Favorite Architecture and Urbanism Blog Posts for Week of Nov. 12

 

Pop-up for Veteran’s Day. Peace and Quiet, a temporary pavilion built in New York City’s Times Square by Matter Architecture Practice, was created as a “dialogue station” where veterans and civilians can openly engage each other in conversation in commemoration of Veteran’s Day.

Matter’s principals, Sandra Wheeler and Alfred Zollinger, proposed the pavilion as part of the Times Square Alliance’s Public Art Program’s call for proposals. The project was selected from 400 entries and funded through Kickstarter. The pavilion was set up on Veteran’s Day to Nov. 16.

Via Architect’s Newspaper Blog

Modernists at play. Paul Makovsky talks to children of mid-century architects and designers on what it was like growing up in a world surrounded by design.

“My mom was an artist and a children’s book illustrator, and my dad, who was an artist, designer, and theoretician, got a job teaching visual design in the architecture department at MIT. They designed a playroom in the house for me that had all these different kinds of “manipulatives,” as they would be called today. For example, there was a clock with cork balls on it, and you could remove the balls and count them, so subliminally it taught you about time and counting, but it was also a beautiful object.” – Daughter Julie Kepes of designers György and Juliet Kepes

Via Metropolis Magazine POV

Diversity quilt.  Stephanie Spann, a structural engineer at HOK, blogs about Diversity Week in St. Louis, with a special focus on the diversity quilt being made in the office.

The quilt represents the “joining of small pieces of fabric as a whole allowing us to see how each individual square is integral to the completed quilt”.  The project started in July, when the drive for squares began and another group donated old fabric samples.

Via HOK Life

Places that make one happy. Hazel Borys, principal and managing director of PlaceMakers, reflects on the Urban Happiness series that examines how happiness and health are generated or depleted by the way neighborhoods, towns, cities, and rural landscapes are developed.

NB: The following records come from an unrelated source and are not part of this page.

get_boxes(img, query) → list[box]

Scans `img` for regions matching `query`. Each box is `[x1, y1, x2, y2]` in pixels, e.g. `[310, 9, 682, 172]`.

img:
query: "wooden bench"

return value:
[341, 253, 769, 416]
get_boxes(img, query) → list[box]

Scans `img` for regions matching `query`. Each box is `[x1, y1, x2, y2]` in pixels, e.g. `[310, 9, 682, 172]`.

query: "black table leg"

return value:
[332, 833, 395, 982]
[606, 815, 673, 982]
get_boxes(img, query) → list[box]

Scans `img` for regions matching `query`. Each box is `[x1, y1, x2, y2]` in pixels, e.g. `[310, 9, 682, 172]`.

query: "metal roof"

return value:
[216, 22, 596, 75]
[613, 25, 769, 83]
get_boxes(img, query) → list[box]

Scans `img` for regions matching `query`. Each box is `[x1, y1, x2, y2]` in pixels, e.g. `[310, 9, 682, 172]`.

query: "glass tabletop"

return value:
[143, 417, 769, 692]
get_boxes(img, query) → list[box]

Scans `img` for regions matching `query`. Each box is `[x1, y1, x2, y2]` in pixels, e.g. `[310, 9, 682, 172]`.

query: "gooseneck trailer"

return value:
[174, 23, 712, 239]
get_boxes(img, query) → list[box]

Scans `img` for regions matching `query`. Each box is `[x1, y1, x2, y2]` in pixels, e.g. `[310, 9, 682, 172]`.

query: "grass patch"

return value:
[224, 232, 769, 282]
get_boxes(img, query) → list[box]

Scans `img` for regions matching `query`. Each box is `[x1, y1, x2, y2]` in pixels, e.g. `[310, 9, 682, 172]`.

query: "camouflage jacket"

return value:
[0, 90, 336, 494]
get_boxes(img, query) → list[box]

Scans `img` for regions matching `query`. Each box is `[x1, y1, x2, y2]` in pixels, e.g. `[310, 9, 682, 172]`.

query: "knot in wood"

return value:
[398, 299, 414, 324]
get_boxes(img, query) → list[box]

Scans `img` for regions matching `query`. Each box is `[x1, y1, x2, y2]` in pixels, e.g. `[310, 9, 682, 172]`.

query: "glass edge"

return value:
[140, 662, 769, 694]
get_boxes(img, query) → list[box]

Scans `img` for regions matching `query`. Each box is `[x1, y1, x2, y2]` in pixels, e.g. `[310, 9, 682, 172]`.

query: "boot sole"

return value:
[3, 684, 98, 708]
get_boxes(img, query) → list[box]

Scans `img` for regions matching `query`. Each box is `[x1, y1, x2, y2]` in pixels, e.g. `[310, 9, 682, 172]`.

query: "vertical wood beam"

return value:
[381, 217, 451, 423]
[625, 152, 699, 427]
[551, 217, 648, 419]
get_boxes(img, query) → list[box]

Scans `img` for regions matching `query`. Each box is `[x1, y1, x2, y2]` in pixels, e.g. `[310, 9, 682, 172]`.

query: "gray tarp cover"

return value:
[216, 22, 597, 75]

Borys talks about how places that generate the highest levels of mental and social well-being are the outcomes of creative placemaking, such as local farming, artisanal food production, field-to-fork dining, and local art making.

Urban Happiness Series

Via PlaceMakers

 

 

 

Favorite Design and Urbanism Blog Posts for Week of October 15

Placemakers describe the new incrementalism. BLDG Blog illuminates a memorial to a buried village. Perkins+Will looks down. Streetsblog looks at public space proposals for Midtown East.

 

The new incrementalism. Howard Blackson blogs about how the latest design trend is  designing a place to be realized in very gradual stages. Not in terms of planning for phases built out in a predetermined sequence, but about individual lots changing and evolving over time.

Blackson discusses this slow urbanism as having three typologies:

  1. Blow-up architecture: a movable, removable or deflatable architecture that is the most temporary of any building type.
  2. A Movable Feast: The pre-fab shipping container, or modular construction type, is built to last but is able to be picked up and moved from place to place as needed.
  3. Tear down that bearing wall, Mr. Gorbachev: ‘Grow’ or ‘Go’ homes in which the idea of building a structure to be torn down and replaced by a comparable one isn’t an economic reality anymore unless land cost is not an issue.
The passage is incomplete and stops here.